To make a visually pleasing bonsai is a matter of balance in all things. The pot to the tree, the base to the trunk, the trunk to the main branches, and the main branches to the tertiary branches. To make a great bonsai, to our mind, requires the tree to also tell you a dramatic story of survival against the most hostile elements. Even when in our care, those elements still come into play… how to use those elements to support your work is something I will take time to write about as we go along. Today I want to write about sunlight… maybe because it’s February and we actually had two full days of it. Crazy!!

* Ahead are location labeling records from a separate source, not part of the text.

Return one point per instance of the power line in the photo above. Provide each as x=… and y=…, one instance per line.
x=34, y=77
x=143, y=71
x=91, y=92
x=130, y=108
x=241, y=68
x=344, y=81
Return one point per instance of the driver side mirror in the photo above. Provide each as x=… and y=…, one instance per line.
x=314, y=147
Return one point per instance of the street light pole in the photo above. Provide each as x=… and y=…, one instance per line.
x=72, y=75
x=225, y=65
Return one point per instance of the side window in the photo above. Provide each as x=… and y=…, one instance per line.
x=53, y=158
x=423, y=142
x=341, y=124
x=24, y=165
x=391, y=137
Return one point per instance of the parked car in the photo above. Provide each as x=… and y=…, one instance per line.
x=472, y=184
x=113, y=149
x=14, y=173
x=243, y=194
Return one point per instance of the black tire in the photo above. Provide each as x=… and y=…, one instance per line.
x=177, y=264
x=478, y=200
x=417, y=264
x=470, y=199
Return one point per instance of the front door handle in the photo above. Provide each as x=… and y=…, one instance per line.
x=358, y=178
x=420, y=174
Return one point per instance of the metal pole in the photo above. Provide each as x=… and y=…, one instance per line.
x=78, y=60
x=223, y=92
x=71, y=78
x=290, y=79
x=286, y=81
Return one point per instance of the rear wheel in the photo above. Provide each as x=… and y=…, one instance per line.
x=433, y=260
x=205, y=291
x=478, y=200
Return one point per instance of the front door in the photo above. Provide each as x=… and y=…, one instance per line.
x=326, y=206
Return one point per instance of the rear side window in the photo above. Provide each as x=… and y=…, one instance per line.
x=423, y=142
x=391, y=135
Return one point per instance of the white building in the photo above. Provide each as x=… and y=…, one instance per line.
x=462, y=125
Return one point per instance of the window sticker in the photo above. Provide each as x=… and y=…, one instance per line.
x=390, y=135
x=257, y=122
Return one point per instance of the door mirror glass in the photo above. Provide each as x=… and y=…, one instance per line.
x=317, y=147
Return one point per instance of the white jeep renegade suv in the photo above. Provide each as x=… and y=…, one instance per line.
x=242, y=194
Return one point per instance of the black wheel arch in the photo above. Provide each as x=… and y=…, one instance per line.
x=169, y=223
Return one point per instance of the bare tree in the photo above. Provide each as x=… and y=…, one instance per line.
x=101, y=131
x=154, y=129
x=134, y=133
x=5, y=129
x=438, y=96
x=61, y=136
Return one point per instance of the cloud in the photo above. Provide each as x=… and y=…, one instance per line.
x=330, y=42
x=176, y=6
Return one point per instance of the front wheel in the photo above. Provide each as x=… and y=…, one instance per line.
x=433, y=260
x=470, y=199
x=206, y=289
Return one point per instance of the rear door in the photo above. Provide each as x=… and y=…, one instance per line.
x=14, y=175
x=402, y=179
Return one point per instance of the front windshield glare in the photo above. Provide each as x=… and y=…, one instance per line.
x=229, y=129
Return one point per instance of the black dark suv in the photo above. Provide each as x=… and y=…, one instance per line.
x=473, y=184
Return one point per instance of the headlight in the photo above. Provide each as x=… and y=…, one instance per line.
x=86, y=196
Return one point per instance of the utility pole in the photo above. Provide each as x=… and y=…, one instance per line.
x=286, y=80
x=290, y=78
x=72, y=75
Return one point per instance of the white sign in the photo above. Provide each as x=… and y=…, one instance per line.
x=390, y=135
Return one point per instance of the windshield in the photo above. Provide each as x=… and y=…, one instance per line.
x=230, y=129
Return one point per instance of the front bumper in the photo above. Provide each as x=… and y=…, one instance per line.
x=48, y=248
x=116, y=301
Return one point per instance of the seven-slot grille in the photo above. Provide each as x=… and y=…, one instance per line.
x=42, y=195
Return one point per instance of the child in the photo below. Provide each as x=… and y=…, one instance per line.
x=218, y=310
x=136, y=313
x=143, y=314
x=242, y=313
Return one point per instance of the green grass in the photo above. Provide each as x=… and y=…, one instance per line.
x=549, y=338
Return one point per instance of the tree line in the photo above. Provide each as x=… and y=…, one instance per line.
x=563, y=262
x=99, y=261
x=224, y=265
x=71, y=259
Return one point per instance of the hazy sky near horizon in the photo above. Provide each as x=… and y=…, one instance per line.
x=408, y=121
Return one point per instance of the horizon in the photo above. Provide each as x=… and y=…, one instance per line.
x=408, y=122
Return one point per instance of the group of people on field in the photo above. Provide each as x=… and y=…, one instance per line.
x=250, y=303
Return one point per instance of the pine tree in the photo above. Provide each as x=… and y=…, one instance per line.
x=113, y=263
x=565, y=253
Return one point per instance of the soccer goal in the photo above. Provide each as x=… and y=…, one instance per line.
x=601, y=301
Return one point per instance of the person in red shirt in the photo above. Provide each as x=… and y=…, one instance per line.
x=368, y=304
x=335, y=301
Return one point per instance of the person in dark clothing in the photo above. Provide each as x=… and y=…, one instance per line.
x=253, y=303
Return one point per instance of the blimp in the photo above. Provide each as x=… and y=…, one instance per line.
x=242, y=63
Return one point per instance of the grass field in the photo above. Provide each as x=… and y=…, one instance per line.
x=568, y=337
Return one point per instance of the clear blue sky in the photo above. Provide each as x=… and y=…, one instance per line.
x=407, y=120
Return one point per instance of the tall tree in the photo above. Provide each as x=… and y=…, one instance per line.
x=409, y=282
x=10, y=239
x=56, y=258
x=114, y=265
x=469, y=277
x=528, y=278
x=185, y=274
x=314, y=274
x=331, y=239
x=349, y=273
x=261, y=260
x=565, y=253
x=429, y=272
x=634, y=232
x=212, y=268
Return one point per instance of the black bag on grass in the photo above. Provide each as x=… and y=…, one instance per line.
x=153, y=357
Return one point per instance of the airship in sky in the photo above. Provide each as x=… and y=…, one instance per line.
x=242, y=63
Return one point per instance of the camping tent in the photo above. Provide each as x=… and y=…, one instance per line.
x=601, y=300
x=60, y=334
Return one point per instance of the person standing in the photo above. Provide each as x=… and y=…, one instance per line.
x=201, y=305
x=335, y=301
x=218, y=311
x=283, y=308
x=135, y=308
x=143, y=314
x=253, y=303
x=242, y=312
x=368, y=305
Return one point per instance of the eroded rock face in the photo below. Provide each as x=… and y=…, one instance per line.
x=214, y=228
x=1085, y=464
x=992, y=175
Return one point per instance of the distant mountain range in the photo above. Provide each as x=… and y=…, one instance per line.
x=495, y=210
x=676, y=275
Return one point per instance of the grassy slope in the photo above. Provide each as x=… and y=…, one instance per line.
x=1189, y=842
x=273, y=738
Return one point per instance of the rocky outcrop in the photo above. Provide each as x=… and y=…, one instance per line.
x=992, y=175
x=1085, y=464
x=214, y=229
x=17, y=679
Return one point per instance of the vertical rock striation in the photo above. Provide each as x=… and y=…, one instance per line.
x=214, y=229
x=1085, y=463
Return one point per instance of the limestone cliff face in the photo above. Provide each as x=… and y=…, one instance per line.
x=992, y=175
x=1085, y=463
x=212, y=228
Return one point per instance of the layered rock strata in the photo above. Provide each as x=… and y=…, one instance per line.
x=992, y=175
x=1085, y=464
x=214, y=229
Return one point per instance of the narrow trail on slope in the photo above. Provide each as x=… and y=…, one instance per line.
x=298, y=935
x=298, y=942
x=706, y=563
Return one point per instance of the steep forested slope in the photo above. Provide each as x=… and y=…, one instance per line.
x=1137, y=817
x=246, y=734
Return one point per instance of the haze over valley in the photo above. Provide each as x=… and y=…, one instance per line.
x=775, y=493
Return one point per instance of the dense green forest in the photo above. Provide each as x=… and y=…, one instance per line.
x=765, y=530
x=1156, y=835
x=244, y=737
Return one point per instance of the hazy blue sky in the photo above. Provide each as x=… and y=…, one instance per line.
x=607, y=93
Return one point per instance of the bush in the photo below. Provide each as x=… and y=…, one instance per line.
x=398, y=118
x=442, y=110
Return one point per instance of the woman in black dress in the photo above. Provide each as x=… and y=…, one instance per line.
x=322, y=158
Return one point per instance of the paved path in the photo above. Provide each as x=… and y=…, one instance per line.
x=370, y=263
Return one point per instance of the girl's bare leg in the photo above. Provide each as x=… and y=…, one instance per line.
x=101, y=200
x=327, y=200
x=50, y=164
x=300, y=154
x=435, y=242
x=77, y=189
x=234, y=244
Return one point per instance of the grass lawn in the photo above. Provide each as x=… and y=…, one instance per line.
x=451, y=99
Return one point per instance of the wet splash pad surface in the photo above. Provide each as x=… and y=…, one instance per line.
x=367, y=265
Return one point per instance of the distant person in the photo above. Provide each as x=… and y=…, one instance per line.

We all know that as a general rule sunlight is vital to the health and growth of your trees… but it is also plays an important role in reducing leaf size and promoting ramification of branches on your trees. If you keep your trees in a lot of shade, you’ll find that the leaf size is much larger than trees getting the same care would have in the sun. Think of the role of leaves as solar collectors, when they get lots of light, there isn’t need for the tree to expend energy on making the leaves bigger to have larger collectors. You’ll also notice that leaves in full sun tend to have a waxy feel over the leaves of trees which are in the shade. This coating helps protect the leaves from burning when being exposed to so much UV light. If you have a tree which has been kept in the shade for a long time, be sure to transition it slowly to full light so that it can build up that protection. Sudden radical exposures to sun can crisp up your foliage in as little as a day, especially if not watered properly for conditions.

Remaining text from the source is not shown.